Government Bonds in India: A Complete Guide
01 October 2025

Introduction
Government bonds are among the most secure fixed-income instruments available to Indian investors. Issued by the Government of India or state governments, they are considered low-risk as they are backed by sovereign authority. For risk-averse investors, retirees, or those seeking diversification, government bonds in India provide predictable interest payments and relative safety.
With the rise of digital platforms such as Bond Scanner (a SEBI-registered Online Bond Platform Provider – OBPP), accessing and investing in government bonds has become more transparent and convenient. This guide explores the list of government bonds in India, their interest rates, benefits, and how investors can buy them online.
What Are Government Bonds?
A government bond is a type of debt instrument issued by the central or state government to raise funds for public expenditure, infrastructure projects, or fiscal needs. Investors lend money to the government and receive interest (coupon) at regular intervals, along with repayment of the principal at maturity.
For example, if an investor purchases a government bond worth ₹1,00,000 at a coupon rate of 7%, they would receive ₹7,000 annually until maturity, after which the original ₹1,00,000 is repaid.
Key Features of Government Bonds
Issuer: Central or State Governments
Risk: Backed by the sovereign, generally considered low-risk
Interest Rate: Fixed or floating, depending on bond type
Maturity: From a few months (T-Bills) to as long as 30 years
Liquidity: Tradable on exchanges, though liquidity may vary
Benefits of Government Bonds
Safety and Security – Backed by the Government of India
Stable Returns – Predictable interest (coupon) payments
Diversification – Helps balance equity-heavy portfolios
Accessibility – Available through RBI Retail Direct, stock exchanges, and digital platforms like Bond Scanner
Tax Benefits – Certain bonds, such as 54EC Capital Gain Bonds, offer tax exemptions
List of Government Bonds in India
Fixed Rate Bonds – Interest remains unchanged throughout the tenure
Floating Rate Bonds (FRBs) – Coupon rate varies with benchmark changes (e.g., repo rate)
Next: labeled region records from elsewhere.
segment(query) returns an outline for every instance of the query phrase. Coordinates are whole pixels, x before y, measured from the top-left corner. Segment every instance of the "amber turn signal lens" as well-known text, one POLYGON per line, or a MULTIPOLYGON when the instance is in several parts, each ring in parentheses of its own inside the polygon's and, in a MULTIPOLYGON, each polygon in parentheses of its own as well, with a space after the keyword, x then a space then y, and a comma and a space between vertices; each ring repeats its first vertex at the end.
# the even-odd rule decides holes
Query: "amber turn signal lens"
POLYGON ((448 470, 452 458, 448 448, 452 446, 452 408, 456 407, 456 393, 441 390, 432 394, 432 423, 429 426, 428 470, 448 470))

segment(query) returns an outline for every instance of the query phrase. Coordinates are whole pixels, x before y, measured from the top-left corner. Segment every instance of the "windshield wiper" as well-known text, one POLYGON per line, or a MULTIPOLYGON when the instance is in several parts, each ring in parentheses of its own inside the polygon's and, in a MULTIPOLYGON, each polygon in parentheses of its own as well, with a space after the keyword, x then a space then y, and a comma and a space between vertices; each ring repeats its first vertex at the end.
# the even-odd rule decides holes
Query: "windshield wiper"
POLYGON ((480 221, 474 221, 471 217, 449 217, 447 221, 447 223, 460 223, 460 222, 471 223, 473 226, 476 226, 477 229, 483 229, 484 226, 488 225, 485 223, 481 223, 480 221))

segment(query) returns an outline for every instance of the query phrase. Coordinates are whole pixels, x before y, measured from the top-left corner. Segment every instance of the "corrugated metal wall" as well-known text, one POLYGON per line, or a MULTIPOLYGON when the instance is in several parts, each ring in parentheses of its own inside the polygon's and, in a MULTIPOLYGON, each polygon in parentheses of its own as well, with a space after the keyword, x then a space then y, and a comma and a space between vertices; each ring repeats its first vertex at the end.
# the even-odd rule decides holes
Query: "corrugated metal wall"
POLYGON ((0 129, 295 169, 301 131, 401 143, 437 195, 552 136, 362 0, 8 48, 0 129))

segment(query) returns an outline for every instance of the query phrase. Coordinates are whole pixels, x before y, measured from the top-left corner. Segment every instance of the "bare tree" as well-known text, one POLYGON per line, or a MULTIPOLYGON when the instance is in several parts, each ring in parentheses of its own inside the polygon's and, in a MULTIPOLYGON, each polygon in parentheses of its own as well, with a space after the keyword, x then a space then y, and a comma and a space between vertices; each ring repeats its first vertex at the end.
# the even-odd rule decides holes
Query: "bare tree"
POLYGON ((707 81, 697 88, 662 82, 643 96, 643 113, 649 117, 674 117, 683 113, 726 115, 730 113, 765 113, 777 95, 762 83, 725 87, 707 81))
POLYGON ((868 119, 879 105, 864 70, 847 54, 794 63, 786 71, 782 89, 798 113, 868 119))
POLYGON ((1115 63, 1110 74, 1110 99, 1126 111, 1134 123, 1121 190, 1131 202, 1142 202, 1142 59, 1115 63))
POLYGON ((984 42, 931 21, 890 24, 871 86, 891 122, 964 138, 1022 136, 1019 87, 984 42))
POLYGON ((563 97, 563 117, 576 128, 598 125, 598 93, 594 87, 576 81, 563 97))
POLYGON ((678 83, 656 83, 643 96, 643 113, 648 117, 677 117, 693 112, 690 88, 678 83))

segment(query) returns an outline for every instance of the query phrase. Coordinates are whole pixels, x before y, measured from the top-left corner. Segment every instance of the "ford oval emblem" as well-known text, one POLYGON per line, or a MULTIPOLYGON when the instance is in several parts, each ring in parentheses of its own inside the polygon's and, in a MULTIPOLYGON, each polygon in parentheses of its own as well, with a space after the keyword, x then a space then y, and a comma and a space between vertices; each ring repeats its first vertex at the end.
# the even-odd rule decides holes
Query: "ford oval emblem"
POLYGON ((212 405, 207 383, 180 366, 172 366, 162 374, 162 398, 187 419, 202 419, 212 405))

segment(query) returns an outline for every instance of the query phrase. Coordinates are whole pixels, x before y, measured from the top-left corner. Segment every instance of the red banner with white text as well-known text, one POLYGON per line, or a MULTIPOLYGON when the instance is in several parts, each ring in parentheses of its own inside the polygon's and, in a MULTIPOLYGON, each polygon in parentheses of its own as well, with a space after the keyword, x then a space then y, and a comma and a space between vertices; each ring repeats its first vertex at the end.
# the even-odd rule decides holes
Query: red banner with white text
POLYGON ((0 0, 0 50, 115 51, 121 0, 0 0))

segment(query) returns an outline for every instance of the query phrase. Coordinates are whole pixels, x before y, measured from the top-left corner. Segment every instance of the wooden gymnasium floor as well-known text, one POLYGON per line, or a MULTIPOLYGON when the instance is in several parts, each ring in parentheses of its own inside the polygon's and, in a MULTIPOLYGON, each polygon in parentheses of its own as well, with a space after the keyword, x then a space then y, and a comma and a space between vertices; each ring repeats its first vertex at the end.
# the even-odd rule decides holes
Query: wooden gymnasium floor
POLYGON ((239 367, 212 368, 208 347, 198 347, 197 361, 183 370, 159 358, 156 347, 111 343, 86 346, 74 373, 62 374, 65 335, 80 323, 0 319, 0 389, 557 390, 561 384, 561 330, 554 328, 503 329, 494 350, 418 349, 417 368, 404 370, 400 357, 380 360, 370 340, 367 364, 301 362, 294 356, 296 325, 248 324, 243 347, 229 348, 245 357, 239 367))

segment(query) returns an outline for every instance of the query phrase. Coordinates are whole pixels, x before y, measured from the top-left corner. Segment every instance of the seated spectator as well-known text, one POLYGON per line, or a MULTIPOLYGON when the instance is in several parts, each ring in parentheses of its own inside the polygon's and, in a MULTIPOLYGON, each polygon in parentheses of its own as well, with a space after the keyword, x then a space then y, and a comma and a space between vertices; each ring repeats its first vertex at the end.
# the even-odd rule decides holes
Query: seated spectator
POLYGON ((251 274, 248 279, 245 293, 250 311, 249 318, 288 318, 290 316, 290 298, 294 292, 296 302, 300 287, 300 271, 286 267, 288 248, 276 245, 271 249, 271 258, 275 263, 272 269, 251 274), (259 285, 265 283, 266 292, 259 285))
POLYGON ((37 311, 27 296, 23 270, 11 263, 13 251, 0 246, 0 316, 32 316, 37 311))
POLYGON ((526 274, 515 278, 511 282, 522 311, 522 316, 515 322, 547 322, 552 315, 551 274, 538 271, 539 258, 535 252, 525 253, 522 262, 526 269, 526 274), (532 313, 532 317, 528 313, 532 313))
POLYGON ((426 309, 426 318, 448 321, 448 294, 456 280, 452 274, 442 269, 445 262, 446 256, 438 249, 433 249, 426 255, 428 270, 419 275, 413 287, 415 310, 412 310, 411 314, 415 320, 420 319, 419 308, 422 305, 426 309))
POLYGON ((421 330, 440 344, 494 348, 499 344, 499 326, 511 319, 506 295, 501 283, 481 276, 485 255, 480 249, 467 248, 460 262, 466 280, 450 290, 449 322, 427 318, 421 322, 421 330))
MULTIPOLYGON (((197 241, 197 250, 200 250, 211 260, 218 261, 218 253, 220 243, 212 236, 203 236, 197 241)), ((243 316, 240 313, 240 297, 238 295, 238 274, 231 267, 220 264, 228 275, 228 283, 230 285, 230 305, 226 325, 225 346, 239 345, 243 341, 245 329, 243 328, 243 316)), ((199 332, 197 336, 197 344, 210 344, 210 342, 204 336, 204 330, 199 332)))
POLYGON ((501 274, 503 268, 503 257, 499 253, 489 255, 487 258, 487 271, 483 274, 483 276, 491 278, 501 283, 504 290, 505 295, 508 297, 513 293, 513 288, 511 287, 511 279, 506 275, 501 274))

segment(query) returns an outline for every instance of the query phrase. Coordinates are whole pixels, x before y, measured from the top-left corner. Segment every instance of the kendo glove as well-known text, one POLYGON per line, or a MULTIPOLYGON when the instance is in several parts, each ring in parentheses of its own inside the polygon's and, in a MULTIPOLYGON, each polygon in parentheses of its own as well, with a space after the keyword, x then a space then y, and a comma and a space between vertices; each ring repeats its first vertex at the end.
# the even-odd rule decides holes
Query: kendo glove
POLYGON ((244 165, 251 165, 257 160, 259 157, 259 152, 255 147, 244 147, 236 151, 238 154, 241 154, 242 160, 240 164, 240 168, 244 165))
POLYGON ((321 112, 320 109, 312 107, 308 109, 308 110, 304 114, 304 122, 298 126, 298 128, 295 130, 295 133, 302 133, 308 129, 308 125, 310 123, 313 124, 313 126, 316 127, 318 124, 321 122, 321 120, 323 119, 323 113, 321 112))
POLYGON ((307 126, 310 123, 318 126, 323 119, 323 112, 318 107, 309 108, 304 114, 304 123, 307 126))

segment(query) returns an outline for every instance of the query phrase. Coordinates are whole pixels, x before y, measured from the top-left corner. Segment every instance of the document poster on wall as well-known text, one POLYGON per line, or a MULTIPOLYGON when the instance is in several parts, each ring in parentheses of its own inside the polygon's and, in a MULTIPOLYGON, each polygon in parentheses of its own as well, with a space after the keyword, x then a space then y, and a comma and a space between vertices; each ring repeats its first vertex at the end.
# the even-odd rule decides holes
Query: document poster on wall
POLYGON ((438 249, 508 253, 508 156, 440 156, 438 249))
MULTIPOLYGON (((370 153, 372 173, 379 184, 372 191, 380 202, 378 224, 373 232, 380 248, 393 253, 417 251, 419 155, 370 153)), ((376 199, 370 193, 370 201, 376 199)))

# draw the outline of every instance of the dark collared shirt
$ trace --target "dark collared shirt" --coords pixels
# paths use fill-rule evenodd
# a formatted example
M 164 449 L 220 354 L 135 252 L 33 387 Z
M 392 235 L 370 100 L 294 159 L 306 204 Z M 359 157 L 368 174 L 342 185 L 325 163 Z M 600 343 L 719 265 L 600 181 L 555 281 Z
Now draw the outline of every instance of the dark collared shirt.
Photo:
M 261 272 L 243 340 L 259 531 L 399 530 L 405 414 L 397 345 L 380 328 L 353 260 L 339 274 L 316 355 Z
Sovereign Gold Bonds (SGBs) – Denominated in grams of gold, offering fixed interest and gold-linked returns
Inflation-Indexed Bonds – Returns linked to inflation indices
Treasury Bills (T-Bills) – Short-term instruments with maturities of 91, 182, or 364 days
State Development Loans (SDLs) – Bonds issued by state governments
Capital Gain Bonds (54EC Bonds) – Provide tax exemptions under Section 54EC
Government Bonds Interest Rate in India
Interest rates vary across instruments and market conditions:
Treasury Bills: ~5%–7% per annum
Government Securities (G-Secs): ~6%–8% depending on tenure
Sovereign Gold Bonds: 2.5% fixed annual interest + returns linked to gold prices
Tax-Free Bonds: Historically 7%–8% (though issuances are limited)
Bond yields often fluctuate based on RBI’s monetary policy, inflation trends, and market liquidity.
Factors to Consider Before Investing
Tenure – Short vs long maturity depending on your goals
Interest Rate – Fixed or floating, relative to inflation
Liquidity – Resale may vary in the secondary market
Taxation – Interest is usually taxable, except in the case of tax-free bonds
Risks in Government Bonds
While government bonds are considered safe, investors should note:
Interest Rate Risk – Prices of existing bonds fall when interest rates rise
Liquidity Risk – Some bonds may have limited secondary market buyers
Inflation Risk – Fixed coupons may lose value if inflation rises
FAQs
Q1. Are government bonds safe?
Yes, they are backed by the Government of India, making them low-risk compared to most securities.
Q2. What is the minimum investment in government bonds in India?
Investments can start as low as ₹1,000 in T-Bills or Sovereign Gold Bonds.
Q3. How do I buy government bonds online?
Options include RBI Retail Direct, stock exchanges, banks, and regulated online platforms like Bond Scanner.
Q4. What are the typical government bond interest rates in India?
Rates generally range between 5%–8% depending on type and tenure.
Q5. Can NRIs invest in government bonds?
Yes, NRIs are permitted to invest in select government bonds as per RBI guidelines.
Q6. Are returns from government bonds taxable?
Yes, most are taxable, except for specific tax-free bonds.
Disclaimer
This blog is intended solely for educational and informational purposes. The bonds and securities mentioned herein are illustrative examples and should not be construed as investment advice or personal recommendations. BondScanner, as a SEBI-registered Online Bond Platform Provider (OBPP), does not provide personalized investment advice through this content.
Readers are advised to independently evaluate investment options and seek professional guidance before making financial decisions. Investments in bonds and other securities are subject to market risks, including the possible loss of principal. Please read all offer documents and risk disclosures carefully before investing.